The Buffalo Bills selected offensive guard O’Cyrus Torrence with the 59th overall pick in Round 2 of the 2023 NFL Draft. In the lead-up to the draft, Torrence was discussed by many in the draft industry as an option for the Bills in the first round. After he wasn’t drafted in Round 1, I certainly thought Torrence would be gone early in the second round, but he fell all the way to Buffalo near the end of the round.
I believe the Bills got great value out of their second-round pick as he presumably figures to slot in as the starter at right guard. Let’s dig in and see what Torrence brings to the table.
O’Cyrus Torrence’s college career
Torrence began his college career at the University of Louisiana. He started 13 of 14 games for the Ragin’ Cajuns as a freshman. In his sophomore season, Torrence earned second-team All-Sun Belt Conference. In his junior season, Torrence continued to develop and earned first-team all-conference. His head coach at Louisiana took the lead job at Florida for the 2022 season and Torrence followed him there for his final season of college football.
Torrence started 11 games for the Gators and proved that the SEC wasn’t too big. Torrence was the first Florida Gators offensive guard to be named Consensus All-American. He ended his college career without giving up a sack. Let me say that again... Torrence never gave up a sack in his career!
O’Cyrus Torrence at the 2023 NFL Combine
Torrence measured in at 6’5” and 330 pounds, with 33 7/8” arms at the NFL combine. Here are the results of his combine tests:
- 40-yard dash = 5.31s
- 10-yard split = 1.84s
- Vertical jump = 23.5”
- Broad jump = 5’5”
- 20-yard shuttle = 4.81s
- Bench press = 23 reps
Film Analysis of O’Cyrus Torrence
Low man wins
Torrence did an excellent job here of staying low and firing out of his stance. He got lower than the defender and it helped him gain the leverage he needed to drive the defender inside. Torrence showed excellent hand placement as he punched inside on the chest plate and had a hand on the shoulder pad of the defender to steer him to the inside, creating a gaping hole for the running back.
Anchor proves sturdy
Torrence missed on his initial punch here but was still able to adjust and regain control.

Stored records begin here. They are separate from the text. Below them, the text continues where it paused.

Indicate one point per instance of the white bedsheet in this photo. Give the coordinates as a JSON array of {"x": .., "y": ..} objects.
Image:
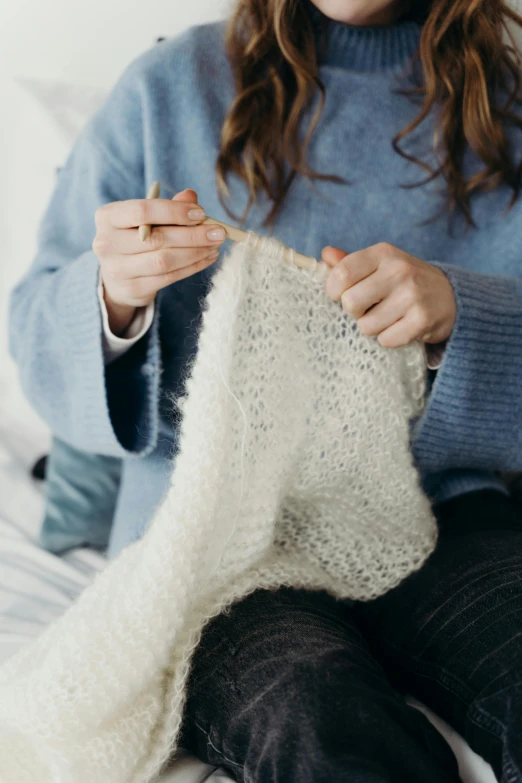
[{"x": 36, "y": 587}]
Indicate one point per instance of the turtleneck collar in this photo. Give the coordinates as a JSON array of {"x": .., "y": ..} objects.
[{"x": 378, "y": 48}]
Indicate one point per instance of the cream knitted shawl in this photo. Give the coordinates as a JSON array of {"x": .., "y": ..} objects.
[{"x": 294, "y": 468}]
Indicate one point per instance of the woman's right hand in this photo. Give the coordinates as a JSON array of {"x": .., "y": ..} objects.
[{"x": 133, "y": 271}]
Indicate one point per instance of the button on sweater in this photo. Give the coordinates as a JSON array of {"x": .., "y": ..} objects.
[{"x": 162, "y": 121}]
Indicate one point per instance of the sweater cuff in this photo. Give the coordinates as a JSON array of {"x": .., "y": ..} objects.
[
  {"x": 93, "y": 426},
  {"x": 472, "y": 417},
  {"x": 114, "y": 346}
]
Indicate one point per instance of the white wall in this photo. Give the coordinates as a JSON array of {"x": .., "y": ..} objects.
[
  {"x": 90, "y": 41},
  {"x": 72, "y": 51}
]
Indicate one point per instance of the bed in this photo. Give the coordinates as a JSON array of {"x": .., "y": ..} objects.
[{"x": 36, "y": 586}]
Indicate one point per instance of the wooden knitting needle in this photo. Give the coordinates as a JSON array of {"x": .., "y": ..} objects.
[
  {"x": 236, "y": 234},
  {"x": 153, "y": 192},
  {"x": 290, "y": 256}
]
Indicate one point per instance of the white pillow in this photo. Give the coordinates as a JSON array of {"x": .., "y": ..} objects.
[{"x": 44, "y": 119}]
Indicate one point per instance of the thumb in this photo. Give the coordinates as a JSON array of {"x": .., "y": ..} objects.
[
  {"x": 186, "y": 195},
  {"x": 332, "y": 255}
]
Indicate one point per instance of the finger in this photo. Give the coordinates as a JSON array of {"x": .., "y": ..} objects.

Even with less-than-ideal hand placement Torrence was able to sink his hips and anchor to stall the defender's pass rush.
Quick enough to reach block
Torrence was able to get out of his stance quickly and reach-block his man with ease. He utilized solid hand placement on the outside and then turned his body so his butt was in the hole, creating a big lane for the RB. Additionally, he adds a little shove at the end to cause a collision between two defenders — nice!
O’Cyrus Torrence vs. Jalen Carter
Torrence faced off against first round pick Jalen Carter for this play. Carter seemed to gain a step on him initially but Torrence was able to pass set and lay hands on Carter enough to push him to the outside and past quarterback Anthony Richardson. This allowed Richardson to step up into the pocket enough to make the throw.
Keeping it simple
I love this rep by Torrence! He kept it super simple and still did his job effectively. The defender worked to the outside of Torrence and wanted to work up the field. Torrence was able to get ideal hand placement with one hand on the chest plate and one hand on the inside shoulder of the defender. From there Torrence just positioned his body in the hole and rode the defender to the outside, taking him right where he wanted him to go.
Looking for work
This one is just for fun. Torrence didn’t do anything overly impressive on this play besides looking for work when he had no one engage him. When he found a suitor, he basically head-butts the defender, resulting in a pancake. I love it!
Torrence looked like a brick wall on this play. He won the hand-placement battle (seems to be a common theme) and anchored himself right off the bat to create a nice pocket for the QB. His arm length proved effective on this play as he locked out the defender and controlled him with ease.
O’Cyrus Torrence has the potential to block for Josh Allen over the next decade. He’s an elite pass blocker and is a bully in the run game. Torrence’s film consistently shows a player controlling defenders and moving them out of the way, something the Buffalo Bills haven’t had out of the guard position in a while. It will be interesting to see how Torrence meshes with Buffalo’s tendency to pull guards in the run game. Pulling around the corner isn’t exactly Torrence’s biggest strength, but we’ll find out soon enough if he can do that effectively in the NFL. Regardless, Torrence should provide Allen with some clean pockets and be a dependable guard for the Bills going forward. O’Cyrus Torrence represented incredible value for One Bills Drive in the second round of this year’s draft.